First, we need to assess whether HD is merited in critically ill patients with a limited life expectancy. Second, under these circumstances, it can be difficult to confirm the patients' preference for care, especially end-of-life care, because of their impaired level of consciousness or the use of mechanical ventilation. Furthermore, it may be considerably more important that available guidelines are followed when practicing NDT.

If possible, we attempt to complete the process of shared decision-making on NDT by referring to the recommended guidelines [12]. As a consequence, we practice ‘family-centered decision-making at the end of life', a concept that is preferred in the Japanese society [13]. We would like to emphasize that even after being resuscitated, both patients and their family have a second chance to consider or refine their preference for further care. In our opinion, we also need to avoid over-treatment that may prolong the suffering of patients.

Recently, patient-centered medicine has been widely reported [14]. We propose that NDT in ICUs based on sufficient shared decision-making may also be consistent with this concept. However, according to a survey, both physicians and patients in Japan are still reluctant to discuss issues of end-of-life care, although there exist guidelines supporting this [15,16,17]. We expect that education on end-of-life care for both health care providers and the public will be promoted [18].
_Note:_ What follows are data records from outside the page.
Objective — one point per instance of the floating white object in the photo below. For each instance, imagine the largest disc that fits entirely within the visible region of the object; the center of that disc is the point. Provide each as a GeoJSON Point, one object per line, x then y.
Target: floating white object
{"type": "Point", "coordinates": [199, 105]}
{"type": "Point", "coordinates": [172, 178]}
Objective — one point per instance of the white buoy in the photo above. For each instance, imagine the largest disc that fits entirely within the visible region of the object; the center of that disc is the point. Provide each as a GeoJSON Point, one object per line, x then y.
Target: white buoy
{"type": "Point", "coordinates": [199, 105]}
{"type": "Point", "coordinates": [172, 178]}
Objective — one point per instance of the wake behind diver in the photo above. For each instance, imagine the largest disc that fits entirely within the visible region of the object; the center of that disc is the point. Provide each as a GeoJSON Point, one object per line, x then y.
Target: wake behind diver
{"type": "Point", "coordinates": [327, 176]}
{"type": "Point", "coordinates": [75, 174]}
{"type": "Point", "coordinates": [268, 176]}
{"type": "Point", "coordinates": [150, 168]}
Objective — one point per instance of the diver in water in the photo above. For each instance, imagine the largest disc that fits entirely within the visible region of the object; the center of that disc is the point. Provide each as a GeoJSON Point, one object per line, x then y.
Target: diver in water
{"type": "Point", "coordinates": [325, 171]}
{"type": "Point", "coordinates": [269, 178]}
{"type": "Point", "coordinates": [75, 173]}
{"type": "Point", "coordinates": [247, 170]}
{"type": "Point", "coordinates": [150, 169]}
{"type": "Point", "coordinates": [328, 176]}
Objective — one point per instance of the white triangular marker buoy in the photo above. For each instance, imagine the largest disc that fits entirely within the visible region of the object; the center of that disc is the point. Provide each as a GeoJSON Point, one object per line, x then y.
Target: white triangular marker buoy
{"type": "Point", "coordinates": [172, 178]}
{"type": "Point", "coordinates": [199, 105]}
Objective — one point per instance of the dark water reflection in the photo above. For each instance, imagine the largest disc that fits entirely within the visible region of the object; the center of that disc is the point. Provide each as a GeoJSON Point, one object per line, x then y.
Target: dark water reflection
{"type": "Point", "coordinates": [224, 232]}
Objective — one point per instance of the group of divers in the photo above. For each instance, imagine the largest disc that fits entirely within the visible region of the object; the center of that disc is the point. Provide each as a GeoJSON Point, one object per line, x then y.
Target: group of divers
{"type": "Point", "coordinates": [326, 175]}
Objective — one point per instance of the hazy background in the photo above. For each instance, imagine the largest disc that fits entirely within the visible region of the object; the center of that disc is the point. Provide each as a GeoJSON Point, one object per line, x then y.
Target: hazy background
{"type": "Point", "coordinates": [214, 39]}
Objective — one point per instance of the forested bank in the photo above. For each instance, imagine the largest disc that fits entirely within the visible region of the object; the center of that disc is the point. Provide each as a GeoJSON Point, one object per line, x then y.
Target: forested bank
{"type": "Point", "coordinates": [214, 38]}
Although we would like to discuss the preferable aspects of patient-centered medicine, it is also necessary to refer to the disadvantage of this care [19]. In a situation where patients are unable to state their preference for advanced care, as described in our case report, it is not possible to exclude the possibility that the treatment strategy may be influenced by the subjective assessments of health care providers. As a result, in some cases the decision-making may be contrary to the patients' wishes. In contrast, disease-based medicine can provide standardized evidence-based management for patients, although it is important to be aware of its limitations. In clinical practice, we observed that treatment focusing on disease control does not necessarily contribute to a better management of life-threatening symptoms such as respiratory distress or continuous pain. In cases of severely ill elderly patients with such symptoms and a limited life expectancy, we consider it necessary to prepare a palliative care plan as optional treatment.
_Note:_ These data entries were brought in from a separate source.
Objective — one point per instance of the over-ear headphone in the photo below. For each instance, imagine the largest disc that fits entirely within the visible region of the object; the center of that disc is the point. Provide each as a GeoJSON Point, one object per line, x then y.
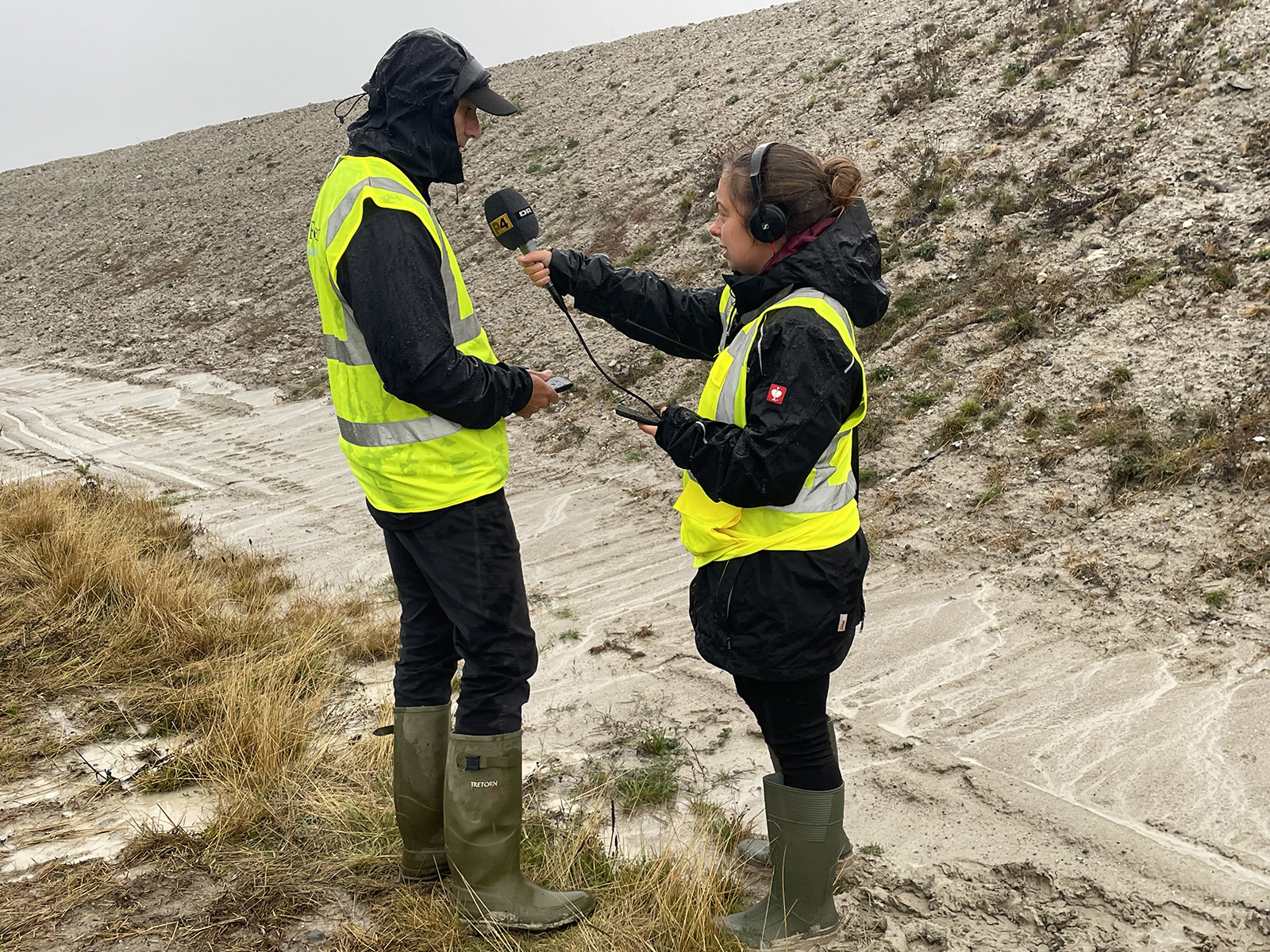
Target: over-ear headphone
{"type": "Point", "coordinates": [766, 222]}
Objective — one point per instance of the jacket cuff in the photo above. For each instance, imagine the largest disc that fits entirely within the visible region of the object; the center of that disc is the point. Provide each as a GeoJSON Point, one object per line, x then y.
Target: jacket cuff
{"type": "Point", "coordinates": [522, 387]}
{"type": "Point", "coordinates": [565, 267]}
{"type": "Point", "coordinates": [677, 435]}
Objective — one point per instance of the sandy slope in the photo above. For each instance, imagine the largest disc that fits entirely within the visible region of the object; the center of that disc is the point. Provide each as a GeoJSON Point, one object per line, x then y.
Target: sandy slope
{"type": "Point", "coordinates": [997, 763]}
{"type": "Point", "coordinates": [1053, 720]}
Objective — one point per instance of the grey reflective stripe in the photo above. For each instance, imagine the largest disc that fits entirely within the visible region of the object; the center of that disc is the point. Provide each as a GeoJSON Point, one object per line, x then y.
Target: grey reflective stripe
{"type": "Point", "coordinates": [837, 308]}
{"type": "Point", "coordinates": [740, 351]}
{"type": "Point", "coordinates": [463, 329]}
{"type": "Point", "coordinates": [346, 205]}
{"type": "Point", "coordinates": [351, 352]}
{"type": "Point", "coordinates": [391, 435]}
{"type": "Point", "coordinates": [821, 497]}
{"type": "Point", "coordinates": [727, 310]}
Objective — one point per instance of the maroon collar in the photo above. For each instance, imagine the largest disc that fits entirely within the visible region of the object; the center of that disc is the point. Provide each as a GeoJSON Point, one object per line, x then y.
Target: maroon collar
{"type": "Point", "coordinates": [799, 241]}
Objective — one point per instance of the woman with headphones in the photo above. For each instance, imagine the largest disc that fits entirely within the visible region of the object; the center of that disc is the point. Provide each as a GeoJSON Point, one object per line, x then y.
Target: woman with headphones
{"type": "Point", "coordinates": [770, 476]}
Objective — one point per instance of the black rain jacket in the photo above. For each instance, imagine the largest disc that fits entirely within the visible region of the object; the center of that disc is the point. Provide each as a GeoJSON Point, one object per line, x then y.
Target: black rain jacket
{"type": "Point", "coordinates": [391, 274]}
{"type": "Point", "coordinates": [772, 615]}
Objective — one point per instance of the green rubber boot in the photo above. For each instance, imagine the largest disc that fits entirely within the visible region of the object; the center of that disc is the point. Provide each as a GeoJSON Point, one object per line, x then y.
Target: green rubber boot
{"type": "Point", "coordinates": [483, 841]}
{"type": "Point", "coordinates": [755, 850]}
{"type": "Point", "coordinates": [804, 829]}
{"type": "Point", "coordinates": [419, 739]}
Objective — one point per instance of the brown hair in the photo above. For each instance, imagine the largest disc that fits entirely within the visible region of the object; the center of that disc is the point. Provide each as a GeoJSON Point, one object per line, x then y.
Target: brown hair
{"type": "Point", "coordinates": [798, 183]}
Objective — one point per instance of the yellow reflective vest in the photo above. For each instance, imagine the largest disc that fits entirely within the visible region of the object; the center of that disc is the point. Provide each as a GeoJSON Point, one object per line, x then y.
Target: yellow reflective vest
{"type": "Point", "coordinates": [406, 459]}
{"type": "Point", "coordinates": [825, 512]}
In our opinion, it is necessary to maintain a balance between disease-based and patient-centered care, especially in severely ill elderly patients. Therefore, initially it is important to take sufficient time to assess the disease from a medical perspective with other health care providers such as doctors or nurses before withdrawing intensive care. Following this assessment, a plan of palliative care needs to be prepared based on the informed consent of the patients or their families.

Currently there is only limited evidence and established knowledge to support treatment decisions in patient-centered medicine. We therefore recommend that studies investigating the objective assessment of the decision-making process in patient-centered care should be conducted in the near future.
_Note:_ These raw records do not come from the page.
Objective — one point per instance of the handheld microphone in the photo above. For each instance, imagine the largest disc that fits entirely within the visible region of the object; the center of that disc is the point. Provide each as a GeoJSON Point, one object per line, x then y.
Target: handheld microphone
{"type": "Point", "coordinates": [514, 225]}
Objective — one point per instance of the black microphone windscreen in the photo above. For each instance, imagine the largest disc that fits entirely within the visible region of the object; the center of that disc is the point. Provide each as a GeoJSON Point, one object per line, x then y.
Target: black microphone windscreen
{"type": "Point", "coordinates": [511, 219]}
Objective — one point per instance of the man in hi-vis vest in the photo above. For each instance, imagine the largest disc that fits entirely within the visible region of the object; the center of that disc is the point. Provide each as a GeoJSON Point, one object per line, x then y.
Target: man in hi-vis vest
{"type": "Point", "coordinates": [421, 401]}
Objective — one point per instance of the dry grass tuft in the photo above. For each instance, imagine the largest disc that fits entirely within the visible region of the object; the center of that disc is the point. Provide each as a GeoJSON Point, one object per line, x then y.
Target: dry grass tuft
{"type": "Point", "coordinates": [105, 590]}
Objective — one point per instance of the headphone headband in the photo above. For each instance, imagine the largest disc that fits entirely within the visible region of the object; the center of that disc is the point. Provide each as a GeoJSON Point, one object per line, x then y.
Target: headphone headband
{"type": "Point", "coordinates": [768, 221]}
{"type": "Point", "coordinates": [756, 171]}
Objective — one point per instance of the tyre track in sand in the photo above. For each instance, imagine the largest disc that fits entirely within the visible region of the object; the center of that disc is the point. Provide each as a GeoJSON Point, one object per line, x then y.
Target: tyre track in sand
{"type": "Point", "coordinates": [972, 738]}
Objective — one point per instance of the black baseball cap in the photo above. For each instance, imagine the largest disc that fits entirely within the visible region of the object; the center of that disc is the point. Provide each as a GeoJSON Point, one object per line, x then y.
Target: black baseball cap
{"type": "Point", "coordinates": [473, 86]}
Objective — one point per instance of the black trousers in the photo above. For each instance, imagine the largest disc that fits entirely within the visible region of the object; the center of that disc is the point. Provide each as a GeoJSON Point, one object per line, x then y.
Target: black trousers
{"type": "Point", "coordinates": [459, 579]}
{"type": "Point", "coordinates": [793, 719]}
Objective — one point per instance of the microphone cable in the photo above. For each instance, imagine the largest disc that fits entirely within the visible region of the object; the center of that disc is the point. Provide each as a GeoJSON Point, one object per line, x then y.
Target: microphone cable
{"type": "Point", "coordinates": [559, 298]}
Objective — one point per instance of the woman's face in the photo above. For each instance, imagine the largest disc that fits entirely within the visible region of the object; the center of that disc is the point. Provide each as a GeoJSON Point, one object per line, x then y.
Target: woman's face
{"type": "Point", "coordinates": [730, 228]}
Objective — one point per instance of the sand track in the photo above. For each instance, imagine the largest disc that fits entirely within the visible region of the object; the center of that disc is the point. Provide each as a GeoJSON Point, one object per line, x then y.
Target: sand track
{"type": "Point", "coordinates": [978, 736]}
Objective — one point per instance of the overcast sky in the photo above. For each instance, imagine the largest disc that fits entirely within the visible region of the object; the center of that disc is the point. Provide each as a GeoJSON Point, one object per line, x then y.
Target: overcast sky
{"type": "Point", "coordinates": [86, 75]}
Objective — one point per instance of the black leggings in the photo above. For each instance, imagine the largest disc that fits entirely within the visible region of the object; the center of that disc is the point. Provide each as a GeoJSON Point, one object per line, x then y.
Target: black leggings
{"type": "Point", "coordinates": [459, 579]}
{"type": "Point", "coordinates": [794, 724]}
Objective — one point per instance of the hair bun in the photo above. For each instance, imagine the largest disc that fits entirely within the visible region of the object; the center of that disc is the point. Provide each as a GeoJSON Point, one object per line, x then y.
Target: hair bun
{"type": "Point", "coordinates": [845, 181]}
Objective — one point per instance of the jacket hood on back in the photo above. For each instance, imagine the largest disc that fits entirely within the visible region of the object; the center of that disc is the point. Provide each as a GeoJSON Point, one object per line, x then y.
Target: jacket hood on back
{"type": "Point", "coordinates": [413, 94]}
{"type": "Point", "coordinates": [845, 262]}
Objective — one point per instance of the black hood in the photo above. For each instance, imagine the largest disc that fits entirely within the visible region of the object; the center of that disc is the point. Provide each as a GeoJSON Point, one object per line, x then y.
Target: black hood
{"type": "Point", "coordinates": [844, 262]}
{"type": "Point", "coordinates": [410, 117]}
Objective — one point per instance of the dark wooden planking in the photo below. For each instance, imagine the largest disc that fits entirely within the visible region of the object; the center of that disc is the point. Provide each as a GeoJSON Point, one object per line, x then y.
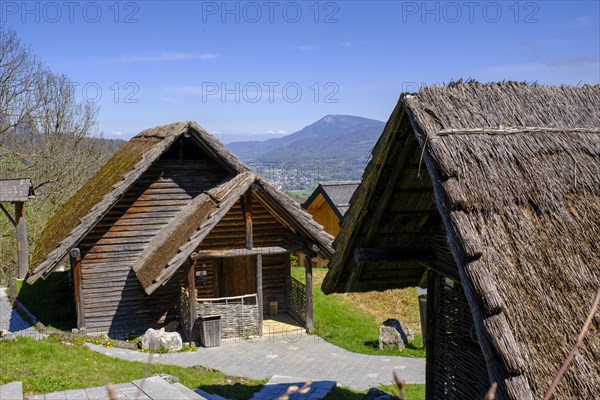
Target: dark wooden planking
{"type": "Point", "coordinates": [114, 301]}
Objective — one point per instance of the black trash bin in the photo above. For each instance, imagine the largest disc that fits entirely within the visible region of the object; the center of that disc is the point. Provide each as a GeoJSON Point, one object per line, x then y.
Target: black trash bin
{"type": "Point", "coordinates": [210, 330]}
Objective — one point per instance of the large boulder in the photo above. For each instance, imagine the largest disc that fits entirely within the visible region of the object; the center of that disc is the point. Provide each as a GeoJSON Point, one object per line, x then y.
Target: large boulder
{"type": "Point", "coordinates": [155, 340]}
{"type": "Point", "coordinates": [393, 333]}
{"type": "Point", "coordinates": [6, 336]}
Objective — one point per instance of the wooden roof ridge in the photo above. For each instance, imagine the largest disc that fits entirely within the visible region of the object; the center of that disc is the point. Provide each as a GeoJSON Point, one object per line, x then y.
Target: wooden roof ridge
{"type": "Point", "coordinates": [172, 246]}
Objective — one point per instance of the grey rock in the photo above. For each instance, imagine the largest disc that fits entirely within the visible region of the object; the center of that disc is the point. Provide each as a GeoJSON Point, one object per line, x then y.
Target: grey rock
{"type": "Point", "coordinates": [376, 394]}
{"type": "Point", "coordinates": [406, 334]}
{"type": "Point", "coordinates": [6, 336]}
{"type": "Point", "coordinates": [389, 338]}
{"type": "Point", "coordinates": [167, 377]}
{"type": "Point", "coordinates": [172, 326]}
{"type": "Point", "coordinates": [156, 340]}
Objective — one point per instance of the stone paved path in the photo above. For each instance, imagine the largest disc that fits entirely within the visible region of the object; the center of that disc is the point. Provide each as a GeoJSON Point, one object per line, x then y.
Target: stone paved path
{"type": "Point", "coordinates": [299, 354]}
{"type": "Point", "coordinates": [12, 321]}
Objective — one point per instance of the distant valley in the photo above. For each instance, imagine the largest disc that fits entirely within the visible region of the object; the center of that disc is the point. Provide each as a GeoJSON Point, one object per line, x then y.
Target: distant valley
{"type": "Point", "coordinates": [336, 147]}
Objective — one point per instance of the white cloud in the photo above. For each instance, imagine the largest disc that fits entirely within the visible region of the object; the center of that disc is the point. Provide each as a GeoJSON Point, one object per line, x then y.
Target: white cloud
{"type": "Point", "coordinates": [348, 43]}
{"type": "Point", "coordinates": [304, 47]}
In conclusion, although the concept of patient-centered medicine has limitations, our results show that NDT may be worth considering for critically ill elderly patients with serious kidney diseases as an optional end-of-life care treatment, even in the ICU. We hope that our experiences are helpful to physicians who are interested in the practice of decision-making and end-of-life care.

This report was supported by the non-profit organization Epidemiological and Clinical Research Information Network (ECRIN).

The authors have no relevant financial interests to declare.